Gilbert and Frank head to the Greenwich Village apartment of “Roastmaster General” Jeffrey Ross to talk about some of his favorite roasts and roast jokes (he also couldn’t resist the urge to roast his two interviewers). Jeff also recalls his friendships with showbiz icons Buddy Hackett, Bea Arthur, Sid Caesar and Milton Berle, including the time he was treated to a sneak peek of Uncle Miltie’s legendarily large appendage. Also, Gilbert chimes in on his infamous performance at the Hugh Hefner roast and the “Aristocrats” joke that spawned a hit movie.
Throughout the late 1950’s and 60’s, the comedy duo of Allen & Rossi performed to sold-out Vegas crowds, recorded bestselling comedy albums and made hundreds of TV appearances (44 of them on “The Ed Sullivan Show” show). Sadly, Steve Rossi passed away recently but a few weeks back, we tracked down the other half of the legendary team, 92-year-old (and still performing!) Marty Allen, to talk about his 60+ years in the business, his brushes with Elvis and the Beatles and the origin of the duo’s signature catch phrase, “Hello Dere!”
Musician, comedian, actor and composer Paul Shaffer was heavily influenced by the musical (and comedy) acts he grew up watching on “The Ed Sullivan Show,” so it was only fitting that we interviewed him in the “Ed Sullivan Room” of the famed New York Friars Club. Not many people can say they worked with James Brown, John Belushi, Sammy Davis, Jr., Jerry Lewis, Brian Wilson, Chevy Chase, Mickey Rooney AND the infamous Phil Spector, but Paul has — and he shares memorable anecdotes about every one of them.

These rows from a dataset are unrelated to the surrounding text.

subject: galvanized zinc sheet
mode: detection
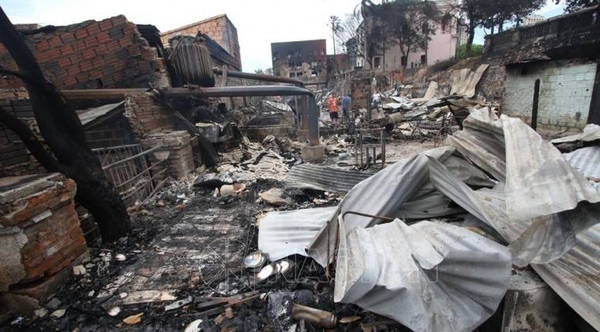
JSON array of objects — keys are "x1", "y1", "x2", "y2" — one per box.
[
  {"x1": 286, "y1": 164, "x2": 373, "y2": 193},
  {"x1": 334, "y1": 219, "x2": 511, "y2": 331},
  {"x1": 308, "y1": 147, "x2": 454, "y2": 266},
  {"x1": 258, "y1": 206, "x2": 336, "y2": 261},
  {"x1": 532, "y1": 146, "x2": 600, "y2": 331},
  {"x1": 552, "y1": 123, "x2": 600, "y2": 144},
  {"x1": 563, "y1": 146, "x2": 600, "y2": 191}
]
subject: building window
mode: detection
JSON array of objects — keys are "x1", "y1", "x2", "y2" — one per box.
[
  {"x1": 373, "y1": 56, "x2": 381, "y2": 68},
  {"x1": 442, "y1": 15, "x2": 450, "y2": 33}
]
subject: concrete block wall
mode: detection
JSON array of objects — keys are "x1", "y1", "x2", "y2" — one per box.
[
  {"x1": 502, "y1": 60, "x2": 597, "y2": 132},
  {"x1": 0, "y1": 15, "x2": 166, "y2": 89},
  {"x1": 0, "y1": 173, "x2": 88, "y2": 313},
  {"x1": 141, "y1": 131, "x2": 195, "y2": 179}
]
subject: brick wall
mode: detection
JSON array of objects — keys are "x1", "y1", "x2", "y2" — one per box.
[
  {"x1": 0, "y1": 16, "x2": 165, "y2": 89},
  {"x1": 125, "y1": 92, "x2": 174, "y2": 140},
  {"x1": 502, "y1": 60, "x2": 597, "y2": 132},
  {"x1": 160, "y1": 15, "x2": 242, "y2": 70},
  {"x1": 141, "y1": 131, "x2": 194, "y2": 179},
  {"x1": 350, "y1": 77, "x2": 371, "y2": 109},
  {"x1": 0, "y1": 94, "x2": 45, "y2": 177},
  {"x1": 0, "y1": 174, "x2": 88, "y2": 313}
]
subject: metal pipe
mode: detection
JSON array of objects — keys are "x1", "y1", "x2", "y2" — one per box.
[
  {"x1": 292, "y1": 303, "x2": 337, "y2": 329},
  {"x1": 161, "y1": 85, "x2": 319, "y2": 146},
  {"x1": 213, "y1": 67, "x2": 304, "y2": 87}
]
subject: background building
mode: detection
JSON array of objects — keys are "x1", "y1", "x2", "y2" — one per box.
[
  {"x1": 160, "y1": 14, "x2": 242, "y2": 70},
  {"x1": 355, "y1": 1, "x2": 466, "y2": 71},
  {"x1": 271, "y1": 39, "x2": 328, "y2": 82}
]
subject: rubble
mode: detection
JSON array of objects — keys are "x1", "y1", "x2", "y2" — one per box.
[{"x1": 0, "y1": 10, "x2": 600, "y2": 332}]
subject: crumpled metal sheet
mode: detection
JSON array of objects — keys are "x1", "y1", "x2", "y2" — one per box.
[
  {"x1": 286, "y1": 164, "x2": 373, "y2": 193},
  {"x1": 308, "y1": 147, "x2": 454, "y2": 266},
  {"x1": 430, "y1": 111, "x2": 600, "y2": 266},
  {"x1": 258, "y1": 206, "x2": 336, "y2": 261},
  {"x1": 334, "y1": 219, "x2": 511, "y2": 331},
  {"x1": 563, "y1": 146, "x2": 600, "y2": 191},
  {"x1": 446, "y1": 108, "x2": 506, "y2": 181},
  {"x1": 501, "y1": 115, "x2": 600, "y2": 221},
  {"x1": 532, "y1": 146, "x2": 600, "y2": 330},
  {"x1": 551, "y1": 123, "x2": 600, "y2": 144}
]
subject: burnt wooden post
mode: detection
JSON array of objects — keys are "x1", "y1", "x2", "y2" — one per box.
[{"x1": 531, "y1": 79, "x2": 540, "y2": 130}]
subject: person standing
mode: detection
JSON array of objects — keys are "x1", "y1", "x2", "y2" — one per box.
[
  {"x1": 373, "y1": 91, "x2": 381, "y2": 111},
  {"x1": 342, "y1": 94, "x2": 352, "y2": 118},
  {"x1": 327, "y1": 92, "x2": 339, "y2": 125}
]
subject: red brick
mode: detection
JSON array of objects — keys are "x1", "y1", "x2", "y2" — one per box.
[
  {"x1": 60, "y1": 32, "x2": 75, "y2": 44},
  {"x1": 98, "y1": 19, "x2": 113, "y2": 31},
  {"x1": 111, "y1": 15, "x2": 127, "y2": 26},
  {"x1": 81, "y1": 48, "x2": 96, "y2": 60},
  {"x1": 75, "y1": 29, "x2": 88, "y2": 39},
  {"x1": 48, "y1": 36, "x2": 63, "y2": 48},
  {"x1": 60, "y1": 45, "x2": 75, "y2": 57},
  {"x1": 85, "y1": 22, "x2": 100, "y2": 36},
  {"x1": 119, "y1": 37, "x2": 133, "y2": 48},
  {"x1": 58, "y1": 57, "x2": 71, "y2": 68},
  {"x1": 83, "y1": 36, "x2": 100, "y2": 48},
  {"x1": 35, "y1": 40, "x2": 50, "y2": 52},
  {"x1": 127, "y1": 45, "x2": 142, "y2": 57}
]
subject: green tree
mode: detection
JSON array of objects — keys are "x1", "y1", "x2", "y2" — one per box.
[
  {"x1": 456, "y1": 44, "x2": 483, "y2": 60},
  {"x1": 0, "y1": 7, "x2": 130, "y2": 242},
  {"x1": 379, "y1": 0, "x2": 440, "y2": 68},
  {"x1": 447, "y1": 0, "x2": 546, "y2": 57},
  {"x1": 555, "y1": 0, "x2": 600, "y2": 13}
]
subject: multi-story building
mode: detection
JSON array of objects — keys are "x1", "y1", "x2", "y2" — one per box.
[
  {"x1": 271, "y1": 39, "x2": 328, "y2": 82},
  {"x1": 521, "y1": 15, "x2": 546, "y2": 26},
  {"x1": 160, "y1": 14, "x2": 242, "y2": 70},
  {"x1": 353, "y1": 1, "x2": 466, "y2": 71}
]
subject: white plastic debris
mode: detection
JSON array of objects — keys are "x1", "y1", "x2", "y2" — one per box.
[
  {"x1": 73, "y1": 265, "x2": 87, "y2": 276},
  {"x1": 184, "y1": 319, "x2": 202, "y2": 332},
  {"x1": 108, "y1": 307, "x2": 121, "y2": 317},
  {"x1": 50, "y1": 309, "x2": 67, "y2": 318}
]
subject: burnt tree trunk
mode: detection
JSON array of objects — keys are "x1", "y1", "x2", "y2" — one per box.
[{"x1": 0, "y1": 7, "x2": 129, "y2": 242}]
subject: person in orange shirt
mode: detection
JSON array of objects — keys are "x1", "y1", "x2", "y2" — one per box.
[{"x1": 327, "y1": 92, "x2": 339, "y2": 125}]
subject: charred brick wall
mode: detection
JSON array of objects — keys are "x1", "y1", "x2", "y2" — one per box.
[
  {"x1": 125, "y1": 92, "x2": 175, "y2": 139},
  {"x1": 0, "y1": 16, "x2": 165, "y2": 89},
  {"x1": 0, "y1": 94, "x2": 45, "y2": 177},
  {"x1": 0, "y1": 174, "x2": 88, "y2": 313}
]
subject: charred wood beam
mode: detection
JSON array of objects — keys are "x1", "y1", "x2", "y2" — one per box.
[
  {"x1": 160, "y1": 85, "x2": 319, "y2": 146},
  {"x1": 0, "y1": 7, "x2": 130, "y2": 242},
  {"x1": 0, "y1": 107, "x2": 61, "y2": 172},
  {"x1": 213, "y1": 67, "x2": 304, "y2": 87}
]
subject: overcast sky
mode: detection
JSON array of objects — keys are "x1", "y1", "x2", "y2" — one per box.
[{"x1": 0, "y1": 0, "x2": 560, "y2": 72}]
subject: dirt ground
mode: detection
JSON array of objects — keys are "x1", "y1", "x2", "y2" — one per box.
[{"x1": 0, "y1": 137, "x2": 433, "y2": 332}]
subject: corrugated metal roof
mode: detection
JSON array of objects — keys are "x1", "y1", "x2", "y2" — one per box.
[
  {"x1": 77, "y1": 101, "x2": 125, "y2": 127},
  {"x1": 334, "y1": 219, "x2": 511, "y2": 332},
  {"x1": 258, "y1": 206, "x2": 337, "y2": 261},
  {"x1": 552, "y1": 123, "x2": 600, "y2": 144},
  {"x1": 286, "y1": 164, "x2": 373, "y2": 193},
  {"x1": 563, "y1": 146, "x2": 600, "y2": 191},
  {"x1": 532, "y1": 146, "x2": 600, "y2": 330}
]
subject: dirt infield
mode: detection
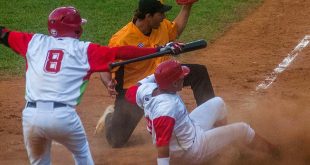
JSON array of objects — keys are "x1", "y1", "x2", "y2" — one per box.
[{"x1": 0, "y1": 0, "x2": 310, "y2": 165}]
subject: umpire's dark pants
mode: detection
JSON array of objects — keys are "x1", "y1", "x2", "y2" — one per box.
[{"x1": 105, "y1": 64, "x2": 215, "y2": 147}]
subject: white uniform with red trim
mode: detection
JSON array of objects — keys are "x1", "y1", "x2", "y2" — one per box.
[
  {"x1": 7, "y1": 31, "x2": 156, "y2": 165},
  {"x1": 136, "y1": 75, "x2": 255, "y2": 164}
]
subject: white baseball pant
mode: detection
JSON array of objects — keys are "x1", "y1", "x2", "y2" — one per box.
[
  {"x1": 171, "y1": 97, "x2": 255, "y2": 164},
  {"x1": 22, "y1": 102, "x2": 94, "y2": 165}
]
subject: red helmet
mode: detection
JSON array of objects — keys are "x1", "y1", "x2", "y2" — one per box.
[
  {"x1": 154, "y1": 60, "x2": 190, "y2": 90},
  {"x1": 48, "y1": 6, "x2": 86, "y2": 38}
]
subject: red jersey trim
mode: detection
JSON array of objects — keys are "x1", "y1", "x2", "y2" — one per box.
[
  {"x1": 125, "y1": 85, "x2": 139, "y2": 105},
  {"x1": 8, "y1": 31, "x2": 34, "y2": 57},
  {"x1": 87, "y1": 43, "x2": 116, "y2": 72},
  {"x1": 153, "y1": 116, "x2": 175, "y2": 147}
]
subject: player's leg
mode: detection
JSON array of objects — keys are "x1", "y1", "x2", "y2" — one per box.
[
  {"x1": 47, "y1": 106, "x2": 94, "y2": 165},
  {"x1": 105, "y1": 92, "x2": 143, "y2": 147},
  {"x1": 189, "y1": 97, "x2": 227, "y2": 131},
  {"x1": 189, "y1": 122, "x2": 255, "y2": 162},
  {"x1": 22, "y1": 108, "x2": 51, "y2": 165},
  {"x1": 182, "y1": 64, "x2": 215, "y2": 105}
]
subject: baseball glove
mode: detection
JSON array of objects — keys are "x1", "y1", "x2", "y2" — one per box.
[{"x1": 176, "y1": 0, "x2": 198, "y2": 5}]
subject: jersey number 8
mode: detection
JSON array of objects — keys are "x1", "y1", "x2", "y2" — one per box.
[{"x1": 44, "y1": 50, "x2": 64, "y2": 73}]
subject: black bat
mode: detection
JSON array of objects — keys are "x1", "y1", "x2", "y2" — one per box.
[{"x1": 109, "y1": 39, "x2": 207, "y2": 70}]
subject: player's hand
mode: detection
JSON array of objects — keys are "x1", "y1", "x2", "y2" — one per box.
[
  {"x1": 159, "y1": 42, "x2": 185, "y2": 55},
  {"x1": 107, "y1": 79, "x2": 118, "y2": 97}
]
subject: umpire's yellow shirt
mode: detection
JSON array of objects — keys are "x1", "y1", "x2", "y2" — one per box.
[{"x1": 109, "y1": 19, "x2": 177, "y2": 89}]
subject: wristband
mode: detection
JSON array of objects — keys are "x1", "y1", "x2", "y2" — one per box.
[{"x1": 157, "y1": 157, "x2": 170, "y2": 165}]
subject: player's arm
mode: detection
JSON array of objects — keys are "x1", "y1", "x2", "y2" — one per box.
[
  {"x1": 87, "y1": 43, "x2": 158, "y2": 72},
  {"x1": 0, "y1": 26, "x2": 33, "y2": 57},
  {"x1": 87, "y1": 42, "x2": 183, "y2": 72},
  {"x1": 153, "y1": 116, "x2": 175, "y2": 165},
  {"x1": 173, "y1": 4, "x2": 192, "y2": 36}
]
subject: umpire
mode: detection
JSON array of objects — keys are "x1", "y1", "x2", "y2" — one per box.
[{"x1": 96, "y1": 0, "x2": 215, "y2": 147}]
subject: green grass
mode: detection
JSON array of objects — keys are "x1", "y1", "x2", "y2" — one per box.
[{"x1": 0, "y1": 0, "x2": 262, "y2": 76}]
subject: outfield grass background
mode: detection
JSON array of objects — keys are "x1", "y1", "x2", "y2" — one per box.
[{"x1": 0, "y1": 0, "x2": 263, "y2": 75}]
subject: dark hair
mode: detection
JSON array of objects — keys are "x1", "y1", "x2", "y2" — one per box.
[{"x1": 133, "y1": 9, "x2": 156, "y2": 22}]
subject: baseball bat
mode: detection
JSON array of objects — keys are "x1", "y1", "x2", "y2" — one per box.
[{"x1": 109, "y1": 39, "x2": 207, "y2": 70}]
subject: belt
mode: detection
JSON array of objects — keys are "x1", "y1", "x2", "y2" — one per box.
[{"x1": 26, "y1": 102, "x2": 67, "y2": 108}]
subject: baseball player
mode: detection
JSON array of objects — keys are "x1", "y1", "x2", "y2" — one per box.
[
  {"x1": 0, "y1": 7, "x2": 180, "y2": 165},
  {"x1": 96, "y1": 0, "x2": 215, "y2": 147},
  {"x1": 126, "y1": 60, "x2": 275, "y2": 165}
]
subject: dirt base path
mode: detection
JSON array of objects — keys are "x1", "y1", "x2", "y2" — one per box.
[{"x1": 0, "y1": 0, "x2": 310, "y2": 165}]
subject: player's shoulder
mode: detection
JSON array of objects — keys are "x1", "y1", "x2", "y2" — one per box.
[{"x1": 109, "y1": 22, "x2": 142, "y2": 46}]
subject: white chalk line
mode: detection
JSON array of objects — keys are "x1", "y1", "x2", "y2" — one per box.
[{"x1": 256, "y1": 35, "x2": 310, "y2": 91}]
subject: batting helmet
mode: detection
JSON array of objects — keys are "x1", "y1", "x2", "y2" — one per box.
[
  {"x1": 48, "y1": 6, "x2": 86, "y2": 38},
  {"x1": 154, "y1": 60, "x2": 190, "y2": 90}
]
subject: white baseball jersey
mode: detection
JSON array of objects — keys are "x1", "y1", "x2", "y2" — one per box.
[
  {"x1": 136, "y1": 78, "x2": 196, "y2": 151},
  {"x1": 8, "y1": 31, "x2": 155, "y2": 105}
]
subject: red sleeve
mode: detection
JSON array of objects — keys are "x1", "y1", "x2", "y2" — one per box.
[
  {"x1": 87, "y1": 43, "x2": 157, "y2": 72},
  {"x1": 87, "y1": 43, "x2": 116, "y2": 72},
  {"x1": 125, "y1": 85, "x2": 139, "y2": 105},
  {"x1": 153, "y1": 116, "x2": 175, "y2": 147},
  {"x1": 8, "y1": 31, "x2": 33, "y2": 57}
]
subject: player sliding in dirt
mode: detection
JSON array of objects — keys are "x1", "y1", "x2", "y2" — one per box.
[
  {"x1": 0, "y1": 7, "x2": 181, "y2": 165},
  {"x1": 96, "y1": 0, "x2": 215, "y2": 147},
  {"x1": 126, "y1": 60, "x2": 278, "y2": 165}
]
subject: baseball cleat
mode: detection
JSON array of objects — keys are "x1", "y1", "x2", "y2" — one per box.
[{"x1": 95, "y1": 105, "x2": 114, "y2": 134}]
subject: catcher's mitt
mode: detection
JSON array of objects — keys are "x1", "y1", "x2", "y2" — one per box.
[{"x1": 176, "y1": 0, "x2": 198, "y2": 5}]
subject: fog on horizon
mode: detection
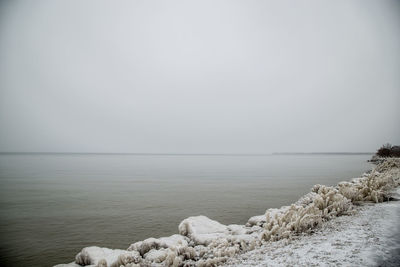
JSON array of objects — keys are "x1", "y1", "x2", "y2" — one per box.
[{"x1": 0, "y1": 0, "x2": 400, "y2": 153}]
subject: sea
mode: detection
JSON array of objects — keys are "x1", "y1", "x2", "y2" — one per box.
[{"x1": 0, "y1": 153, "x2": 373, "y2": 267}]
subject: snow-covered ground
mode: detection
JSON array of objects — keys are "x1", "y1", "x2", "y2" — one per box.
[
  {"x1": 58, "y1": 159, "x2": 400, "y2": 267},
  {"x1": 226, "y1": 189, "x2": 400, "y2": 266}
]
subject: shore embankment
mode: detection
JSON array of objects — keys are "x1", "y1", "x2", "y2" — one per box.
[{"x1": 57, "y1": 158, "x2": 400, "y2": 267}]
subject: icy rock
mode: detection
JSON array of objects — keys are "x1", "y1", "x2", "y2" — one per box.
[
  {"x1": 128, "y1": 235, "x2": 189, "y2": 256},
  {"x1": 144, "y1": 248, "x2": 168, "y2": 263},
  {"x1": 75, "y1": 247, "x2": 128, "y2": 266},
  {"x1": 246, "y1": 215, "x2": 265, "y2": 226},
  {"x1": 227, "y1": 224, "x2": 249, "y2": 235},
  {"x1": 178, "y1": 215, "x2": 229, "y2": 245}
]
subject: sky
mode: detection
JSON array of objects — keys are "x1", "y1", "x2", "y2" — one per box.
[{"x1": 0, "y1": 0, "x2": 400, "y2": 153}]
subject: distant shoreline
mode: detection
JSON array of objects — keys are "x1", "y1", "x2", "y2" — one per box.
[{"x1": 0, "y1": 152, "x2": 375, "y2": 156}]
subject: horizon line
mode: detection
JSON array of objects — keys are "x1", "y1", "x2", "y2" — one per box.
[{"x1": 0, "y1": 151, "x2": 375, "y2": 156}]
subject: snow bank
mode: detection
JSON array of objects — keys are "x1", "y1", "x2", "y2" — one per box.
[{"x1": 54, "y1": 159, "x2": 400, "y2": 267}]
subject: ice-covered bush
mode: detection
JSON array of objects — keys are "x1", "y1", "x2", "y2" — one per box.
[{"x1": 54, "y1": 158, "x2": 400, "y2": 267}]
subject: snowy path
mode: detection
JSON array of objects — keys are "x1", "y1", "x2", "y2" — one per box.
[{"x1": 226, "y1": 189, "x2": 400, "y2": 266}]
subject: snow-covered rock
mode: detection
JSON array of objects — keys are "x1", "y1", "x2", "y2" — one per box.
[{"x1": 178, "y1": 215, "x2": 229, "y2": 245}]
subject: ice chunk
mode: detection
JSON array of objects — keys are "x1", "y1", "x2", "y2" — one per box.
[
  {"x1": 178, "y1": 215, "x2": 229, "y2": 245},
  {"x1": 75, "y1": 247, "x2": 129, "y2": 266},
  {"x1": 128, "y1": 234, "x2": 189, "y2": 256}
]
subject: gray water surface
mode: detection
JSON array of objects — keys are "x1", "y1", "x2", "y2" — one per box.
[{"x1": 0, "y1": 154, "x2": 371, "y2": 266}]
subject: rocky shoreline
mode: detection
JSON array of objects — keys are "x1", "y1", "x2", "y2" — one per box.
[{"x1": 56, "y1": 158, "x2": 400, "y2": 267}]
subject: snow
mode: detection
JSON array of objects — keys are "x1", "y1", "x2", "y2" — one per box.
[
  {"x1": 54, "y1": 159, "x2": 400, "y2": 267},
  {"x1": 226, "y1": 189, "x2": 400, "y2": 266},
  {"x1": 178, "y1": 215, "x2": 228, "y2": 245}
]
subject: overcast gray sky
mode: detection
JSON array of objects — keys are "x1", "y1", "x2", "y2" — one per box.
[{"x1": 0, "y1": 0, "x2": 400, "y2": 153}]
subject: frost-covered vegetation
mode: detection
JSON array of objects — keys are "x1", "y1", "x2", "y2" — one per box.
[
  {"x1": 57, "y1": 158, "x2": 400, "y2": 267},
  {"x1": 376, "y1": 143, "x2": 400, "y2": 158}
]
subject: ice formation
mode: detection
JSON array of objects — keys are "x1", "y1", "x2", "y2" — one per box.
[{"x1": 57, "y1": 158, "x2": 400, "y2": 267}]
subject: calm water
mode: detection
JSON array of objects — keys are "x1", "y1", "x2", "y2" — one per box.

Also, Gilbert and Paul discuss their mutual obsession with a certain Cindy Crawford/Valerie Bertinelli infomercial.
Gilbert visits the Upper West Side neighborhood of of 91-year-old comedy legend Larry Storch, to talk about his days in nightclubs and burlesque, his gift for accents and dialects, his decades-long friendships with Tony Curtis and Don (“Get Smart”) Adams and his memories of everyone from Lucille Ball to Orson Welles. Also, Larry shares some of his all-time favorite jokes and joins Gilbert and Frank for an impromptu (and practically on-key) rendition of the “F-Troop” theme.
Support Storch’s Star at GoFundMe.com: http://www.gofundme.com/storchsstar.
Actor and alleged wiseguy Gianni Russo, who played the traitorous Carlo Rizzi in the original Godfather, stops by to talk about people he?s bumped off in real life (two, maybe three that he’ll admit to), having sex with Liza Minnelli and Marilyn Monroe and taking acting lessons from Marlon Brando. Also, crime boss John Gotti and Panamanian dictator Manuel Noriega get mentions! (Did you know that Liza and Noriega briefly toured together in the ’80s? Okay, we made that part up).